Complaint of victimisation
45 In the transcript of proceedings at page 30, lines 19 to 26, the following exchange took place between the presiding member and Mr Hillard:
King: If we find with respect to the first question, or either the first or second question, that the answer should be no, as I understand it you accept that proceedings should be dismissed, Mr Hillard.
Hillard: Certainly in terms of the second question that would be right.
46 At paragraph 5 of the decision the Tribunal stated that:
If the answer to the second question is no, it is agreed by the Applicant that the applications should be dismissed.

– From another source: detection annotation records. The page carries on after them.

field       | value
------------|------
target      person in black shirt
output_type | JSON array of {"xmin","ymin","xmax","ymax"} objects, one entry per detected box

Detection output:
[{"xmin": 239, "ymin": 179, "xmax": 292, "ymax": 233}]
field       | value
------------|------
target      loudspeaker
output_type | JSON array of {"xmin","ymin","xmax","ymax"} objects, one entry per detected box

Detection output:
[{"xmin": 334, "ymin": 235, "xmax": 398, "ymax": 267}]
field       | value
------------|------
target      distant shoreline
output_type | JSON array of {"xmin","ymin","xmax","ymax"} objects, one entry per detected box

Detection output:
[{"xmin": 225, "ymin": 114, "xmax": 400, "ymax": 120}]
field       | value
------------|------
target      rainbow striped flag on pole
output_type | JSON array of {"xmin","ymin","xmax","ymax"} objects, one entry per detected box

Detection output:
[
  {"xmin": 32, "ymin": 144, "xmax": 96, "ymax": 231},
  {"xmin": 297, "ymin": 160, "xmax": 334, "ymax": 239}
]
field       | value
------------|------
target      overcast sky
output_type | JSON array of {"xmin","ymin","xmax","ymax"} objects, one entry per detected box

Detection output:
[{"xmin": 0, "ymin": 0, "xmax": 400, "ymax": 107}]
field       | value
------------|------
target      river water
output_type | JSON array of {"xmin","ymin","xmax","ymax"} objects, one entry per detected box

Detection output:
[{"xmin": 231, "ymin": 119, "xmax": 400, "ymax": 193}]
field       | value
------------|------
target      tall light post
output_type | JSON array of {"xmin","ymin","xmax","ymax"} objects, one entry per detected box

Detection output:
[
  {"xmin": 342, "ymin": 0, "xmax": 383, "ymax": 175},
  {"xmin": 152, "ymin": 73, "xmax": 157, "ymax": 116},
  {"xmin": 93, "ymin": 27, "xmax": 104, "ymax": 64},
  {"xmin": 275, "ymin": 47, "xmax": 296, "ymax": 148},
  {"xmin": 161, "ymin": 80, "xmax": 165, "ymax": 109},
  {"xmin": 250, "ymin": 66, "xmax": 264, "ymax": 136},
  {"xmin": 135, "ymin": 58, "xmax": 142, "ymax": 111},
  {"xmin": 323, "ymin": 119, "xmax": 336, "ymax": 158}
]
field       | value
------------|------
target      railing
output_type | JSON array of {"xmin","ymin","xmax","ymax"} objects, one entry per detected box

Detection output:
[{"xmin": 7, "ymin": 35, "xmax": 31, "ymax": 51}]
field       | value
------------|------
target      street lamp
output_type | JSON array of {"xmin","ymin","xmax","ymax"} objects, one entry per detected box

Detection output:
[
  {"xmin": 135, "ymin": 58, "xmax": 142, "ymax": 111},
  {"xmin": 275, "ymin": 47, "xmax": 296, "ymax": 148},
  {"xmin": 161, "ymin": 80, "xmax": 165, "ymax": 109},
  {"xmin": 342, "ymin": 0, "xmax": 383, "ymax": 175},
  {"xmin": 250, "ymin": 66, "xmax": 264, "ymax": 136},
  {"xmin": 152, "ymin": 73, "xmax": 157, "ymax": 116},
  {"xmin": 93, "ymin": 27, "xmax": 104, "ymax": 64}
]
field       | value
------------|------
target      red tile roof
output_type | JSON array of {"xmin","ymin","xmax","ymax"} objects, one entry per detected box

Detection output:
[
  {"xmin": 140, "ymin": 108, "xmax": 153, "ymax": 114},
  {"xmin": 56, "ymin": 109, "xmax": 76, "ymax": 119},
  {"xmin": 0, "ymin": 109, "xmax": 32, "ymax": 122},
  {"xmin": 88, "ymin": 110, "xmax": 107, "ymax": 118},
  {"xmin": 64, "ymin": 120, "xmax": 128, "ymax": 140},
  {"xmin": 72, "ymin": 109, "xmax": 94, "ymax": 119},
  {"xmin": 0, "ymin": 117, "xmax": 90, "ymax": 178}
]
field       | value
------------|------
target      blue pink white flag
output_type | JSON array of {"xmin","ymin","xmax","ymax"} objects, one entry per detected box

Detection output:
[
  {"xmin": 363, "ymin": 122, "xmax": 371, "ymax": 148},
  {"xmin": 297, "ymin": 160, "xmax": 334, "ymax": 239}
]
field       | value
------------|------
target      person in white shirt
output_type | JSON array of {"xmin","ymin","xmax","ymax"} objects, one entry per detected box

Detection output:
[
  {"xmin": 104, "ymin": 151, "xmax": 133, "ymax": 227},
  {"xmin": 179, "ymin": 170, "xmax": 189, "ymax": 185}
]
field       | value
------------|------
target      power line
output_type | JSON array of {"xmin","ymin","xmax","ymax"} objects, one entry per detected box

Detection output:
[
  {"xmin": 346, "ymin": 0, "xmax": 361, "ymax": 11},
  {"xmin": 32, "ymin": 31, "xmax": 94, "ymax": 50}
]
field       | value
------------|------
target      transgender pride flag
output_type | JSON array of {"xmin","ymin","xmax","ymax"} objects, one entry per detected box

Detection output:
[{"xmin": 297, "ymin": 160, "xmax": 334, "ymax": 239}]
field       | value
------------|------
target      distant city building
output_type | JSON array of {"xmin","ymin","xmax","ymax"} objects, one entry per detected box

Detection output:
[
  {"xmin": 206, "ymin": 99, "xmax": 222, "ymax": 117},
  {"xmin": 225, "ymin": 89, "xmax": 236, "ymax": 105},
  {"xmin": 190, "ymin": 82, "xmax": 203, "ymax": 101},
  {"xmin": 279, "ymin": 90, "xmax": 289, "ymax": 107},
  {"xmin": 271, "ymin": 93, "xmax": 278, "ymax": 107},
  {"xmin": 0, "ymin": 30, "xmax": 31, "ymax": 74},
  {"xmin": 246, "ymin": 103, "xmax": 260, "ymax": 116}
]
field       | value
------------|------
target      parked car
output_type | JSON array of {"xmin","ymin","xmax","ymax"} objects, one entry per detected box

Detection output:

47 Without making any findings in relation to the victimisation complaint in its reasons, the Tribunal dismissed that complaint. Ms Anderson, on behalf of the respondent, did not oppose the appeal being upheld on the basis that the Tribunal erred in law by dismissing the victimisation complaint. According to the respondent, the basis for that error was a breach of procedural fairness in that the complaint was dismissed without providing the parties with a reasonable opportunity to be heard.
48 Ms Anderson conceded that the comment made by Mr Hillard in the transcript did not provide a sufficient basis for the Tribunal’s conclusion that he had agreed to the victimisation complaint being dismissed.
49 We agree that the passage in the transcript quoted above at paragraph 43, does not support the conclusion reached by the Tribunal at paragraph 5 of the decision. The decision by the Tribunal to dismiss the victimisation complaint without hearing evidence or submissions from either party in relation to that complaint, constituted a breach of procedural fairness, contrary to s 73(4)(c) of the ADT Act. Consequently, the decision to dismiss the victimisation complaint is set aside.
Orders
(1) The appeal is upheld.
(2) The Tribunal’s decision to dismiss the appellant’s race discrimination complaint is set aside.
(3) The Tribunal’s decision to dismiss the appellant’s complaint of victimisation is set aside.
(4) The matter is remitted to the Tribunal as originally or similarly to be determined in accordance with these reasons and the following directions:
- (a) The applicant to file and serve points of claim within the time nominated by the judicial member hearing the case.
(b) The respondent to file and serve points of defence within the time nominated by the judicial member hearing the case.